Bahala/o is the first chapter of my broader creative universe, the Bugas multiverse — a collective body of works exploring identity and reconnection through different lenses. It’s not linear, not prescriptive, but abstract, contemporary and deeply honest.
The idea really came to life at a pivotal time in my life. After graduating, I felt like I was peaking — having done a scholarship in Europe and a lot of exciting opportunities. I told myself I had to make my first full-length work to one-up myself. But honestly, I had no money, no support — just a dream and thirty days. I even announced the project publicly before I knew if I could pull it off and the very next day, my family received tragic news: my grandfather had passed suddenly. We had to rush back to the Philippines, and everything shifted.
That period forced me to reflect deeply — on life, on what really matters and on the things I worry about unnecessarily. During that time, the phrase ‘bahala na’ came up again and again. It’s a phrase every Filipino knows, but living it in real life, through grief and uncertainty, gave it new depth. I also reflected on my privilege to return home, and how much memory, grief and love are carried in our bodies.
Bahala/o was born from these return journeys to the Philippines and the memories they resurfaced, filtered through my experience as a queer Filipino-Australian.

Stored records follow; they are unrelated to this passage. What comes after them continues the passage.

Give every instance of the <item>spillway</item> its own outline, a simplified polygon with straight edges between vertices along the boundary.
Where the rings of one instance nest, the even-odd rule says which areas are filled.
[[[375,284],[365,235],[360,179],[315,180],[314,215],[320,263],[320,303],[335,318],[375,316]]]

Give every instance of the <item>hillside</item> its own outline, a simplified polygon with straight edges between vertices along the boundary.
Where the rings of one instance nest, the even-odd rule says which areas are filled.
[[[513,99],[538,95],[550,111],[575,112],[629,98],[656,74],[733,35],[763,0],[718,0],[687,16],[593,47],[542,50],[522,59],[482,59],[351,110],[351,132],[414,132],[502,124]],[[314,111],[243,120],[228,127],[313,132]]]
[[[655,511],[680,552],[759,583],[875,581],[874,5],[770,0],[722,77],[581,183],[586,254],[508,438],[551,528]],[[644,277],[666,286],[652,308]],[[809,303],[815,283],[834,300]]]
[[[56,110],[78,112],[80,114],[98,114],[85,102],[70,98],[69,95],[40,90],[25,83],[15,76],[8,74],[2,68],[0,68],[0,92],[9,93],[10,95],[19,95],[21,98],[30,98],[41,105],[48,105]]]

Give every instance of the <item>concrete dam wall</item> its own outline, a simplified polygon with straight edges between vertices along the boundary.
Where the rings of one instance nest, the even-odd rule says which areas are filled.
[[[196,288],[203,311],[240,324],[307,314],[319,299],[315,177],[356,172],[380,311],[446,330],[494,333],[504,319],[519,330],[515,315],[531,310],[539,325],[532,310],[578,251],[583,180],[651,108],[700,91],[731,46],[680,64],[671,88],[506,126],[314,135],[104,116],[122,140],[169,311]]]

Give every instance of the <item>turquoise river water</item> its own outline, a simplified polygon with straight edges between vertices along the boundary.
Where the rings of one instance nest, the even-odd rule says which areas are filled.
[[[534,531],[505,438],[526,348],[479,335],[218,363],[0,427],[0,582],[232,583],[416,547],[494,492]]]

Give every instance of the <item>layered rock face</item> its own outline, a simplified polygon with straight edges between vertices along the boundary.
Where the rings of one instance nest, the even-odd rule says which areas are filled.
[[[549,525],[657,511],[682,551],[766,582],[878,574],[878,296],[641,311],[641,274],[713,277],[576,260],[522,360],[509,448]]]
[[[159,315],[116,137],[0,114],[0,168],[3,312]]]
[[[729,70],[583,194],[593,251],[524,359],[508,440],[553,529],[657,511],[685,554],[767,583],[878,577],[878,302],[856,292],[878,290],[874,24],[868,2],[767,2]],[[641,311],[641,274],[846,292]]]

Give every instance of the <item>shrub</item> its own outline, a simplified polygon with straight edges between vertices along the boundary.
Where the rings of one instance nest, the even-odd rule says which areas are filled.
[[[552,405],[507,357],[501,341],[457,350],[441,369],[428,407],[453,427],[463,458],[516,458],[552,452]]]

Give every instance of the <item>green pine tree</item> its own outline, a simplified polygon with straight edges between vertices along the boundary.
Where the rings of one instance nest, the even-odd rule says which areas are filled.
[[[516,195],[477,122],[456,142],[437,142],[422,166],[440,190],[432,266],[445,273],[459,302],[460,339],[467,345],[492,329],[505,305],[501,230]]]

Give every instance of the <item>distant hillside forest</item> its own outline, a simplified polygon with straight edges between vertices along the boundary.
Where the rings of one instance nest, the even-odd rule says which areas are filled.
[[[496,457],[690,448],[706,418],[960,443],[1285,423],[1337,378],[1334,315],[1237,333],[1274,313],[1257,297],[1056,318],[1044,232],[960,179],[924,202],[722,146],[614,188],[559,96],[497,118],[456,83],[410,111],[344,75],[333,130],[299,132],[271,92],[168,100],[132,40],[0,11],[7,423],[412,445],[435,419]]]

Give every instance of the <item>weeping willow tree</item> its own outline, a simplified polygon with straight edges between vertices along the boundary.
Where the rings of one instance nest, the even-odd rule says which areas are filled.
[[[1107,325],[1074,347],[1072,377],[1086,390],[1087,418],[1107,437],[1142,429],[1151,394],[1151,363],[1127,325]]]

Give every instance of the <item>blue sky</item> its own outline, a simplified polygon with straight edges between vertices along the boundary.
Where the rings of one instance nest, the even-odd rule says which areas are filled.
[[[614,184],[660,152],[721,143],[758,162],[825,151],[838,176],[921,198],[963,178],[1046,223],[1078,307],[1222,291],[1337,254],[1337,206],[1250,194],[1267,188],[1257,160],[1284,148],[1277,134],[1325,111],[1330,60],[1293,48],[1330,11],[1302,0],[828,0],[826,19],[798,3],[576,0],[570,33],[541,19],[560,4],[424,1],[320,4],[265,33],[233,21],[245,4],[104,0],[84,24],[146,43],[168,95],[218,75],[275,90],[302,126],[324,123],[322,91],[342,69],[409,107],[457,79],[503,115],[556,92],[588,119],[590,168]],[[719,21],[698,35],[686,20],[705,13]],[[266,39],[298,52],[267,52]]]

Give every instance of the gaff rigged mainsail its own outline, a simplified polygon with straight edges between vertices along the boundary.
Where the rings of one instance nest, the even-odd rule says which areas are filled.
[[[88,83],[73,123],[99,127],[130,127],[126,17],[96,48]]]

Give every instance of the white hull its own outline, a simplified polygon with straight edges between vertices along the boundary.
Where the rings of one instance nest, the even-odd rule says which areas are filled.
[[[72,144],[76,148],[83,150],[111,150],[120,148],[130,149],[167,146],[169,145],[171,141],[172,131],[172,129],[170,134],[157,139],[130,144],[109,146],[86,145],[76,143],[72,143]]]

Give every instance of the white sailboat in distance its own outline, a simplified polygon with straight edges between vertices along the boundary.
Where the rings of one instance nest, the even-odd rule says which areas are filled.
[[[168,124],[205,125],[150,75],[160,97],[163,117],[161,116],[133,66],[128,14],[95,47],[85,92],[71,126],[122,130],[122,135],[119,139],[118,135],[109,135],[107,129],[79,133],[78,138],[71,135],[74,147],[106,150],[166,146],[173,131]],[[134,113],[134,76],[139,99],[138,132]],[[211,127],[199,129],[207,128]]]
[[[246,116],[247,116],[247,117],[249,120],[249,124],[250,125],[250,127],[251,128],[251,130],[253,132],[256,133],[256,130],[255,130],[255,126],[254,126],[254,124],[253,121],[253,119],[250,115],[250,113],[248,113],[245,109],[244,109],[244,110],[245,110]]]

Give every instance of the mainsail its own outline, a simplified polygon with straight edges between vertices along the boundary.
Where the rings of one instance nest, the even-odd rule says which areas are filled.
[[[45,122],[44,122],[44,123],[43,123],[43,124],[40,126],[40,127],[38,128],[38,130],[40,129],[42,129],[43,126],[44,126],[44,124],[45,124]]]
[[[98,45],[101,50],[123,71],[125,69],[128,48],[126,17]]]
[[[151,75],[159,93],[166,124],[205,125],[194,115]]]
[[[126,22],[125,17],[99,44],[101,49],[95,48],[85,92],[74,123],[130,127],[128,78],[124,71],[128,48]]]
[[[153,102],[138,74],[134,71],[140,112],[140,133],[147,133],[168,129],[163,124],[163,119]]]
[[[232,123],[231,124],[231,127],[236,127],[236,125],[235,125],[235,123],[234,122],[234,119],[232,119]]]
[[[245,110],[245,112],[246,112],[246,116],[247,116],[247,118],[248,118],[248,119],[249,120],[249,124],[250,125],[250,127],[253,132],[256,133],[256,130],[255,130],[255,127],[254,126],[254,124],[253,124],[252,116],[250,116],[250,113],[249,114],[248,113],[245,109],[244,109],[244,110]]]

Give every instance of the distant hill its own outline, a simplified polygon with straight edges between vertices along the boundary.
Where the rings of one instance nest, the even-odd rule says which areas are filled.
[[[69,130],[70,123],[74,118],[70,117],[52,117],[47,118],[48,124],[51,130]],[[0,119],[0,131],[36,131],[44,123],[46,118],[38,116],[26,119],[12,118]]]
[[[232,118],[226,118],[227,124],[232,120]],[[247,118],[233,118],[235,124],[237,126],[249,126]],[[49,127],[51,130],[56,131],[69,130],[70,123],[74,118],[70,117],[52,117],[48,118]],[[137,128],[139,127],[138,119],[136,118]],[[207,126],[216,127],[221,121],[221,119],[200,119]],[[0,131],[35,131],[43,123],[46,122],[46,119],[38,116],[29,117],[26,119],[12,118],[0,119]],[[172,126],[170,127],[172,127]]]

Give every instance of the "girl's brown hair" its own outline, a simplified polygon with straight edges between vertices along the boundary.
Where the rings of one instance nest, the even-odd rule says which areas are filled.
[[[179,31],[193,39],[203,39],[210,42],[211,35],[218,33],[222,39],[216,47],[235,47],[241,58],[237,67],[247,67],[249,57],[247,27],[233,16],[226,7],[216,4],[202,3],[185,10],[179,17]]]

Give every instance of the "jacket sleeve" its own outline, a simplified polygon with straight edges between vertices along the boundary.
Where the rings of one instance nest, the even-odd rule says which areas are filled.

At its core, Bugas is a tribute to my late lolo, Manuel Luminerias Malbasias — the patriarch whose sudden passing left a deep void and sparked questions about legacy, memory and the stories we carry. Each fragment of the Bugas multiverse is like a speck: a flicker of memory, a ghost of laughter, a whisper of what might have been. Together, they form a living, layered narrative, meant to be felt, digested, and reflected upon.
Ultimately, Bugas is a quiet summons: to reconnect with our roots amid shifting identities, to cradle the inner child who survives in fragments, and to taste the grain of who we are. Bahala/o lives in this multiverse — a work that carries memory, playfulness, grief and resilience all at once.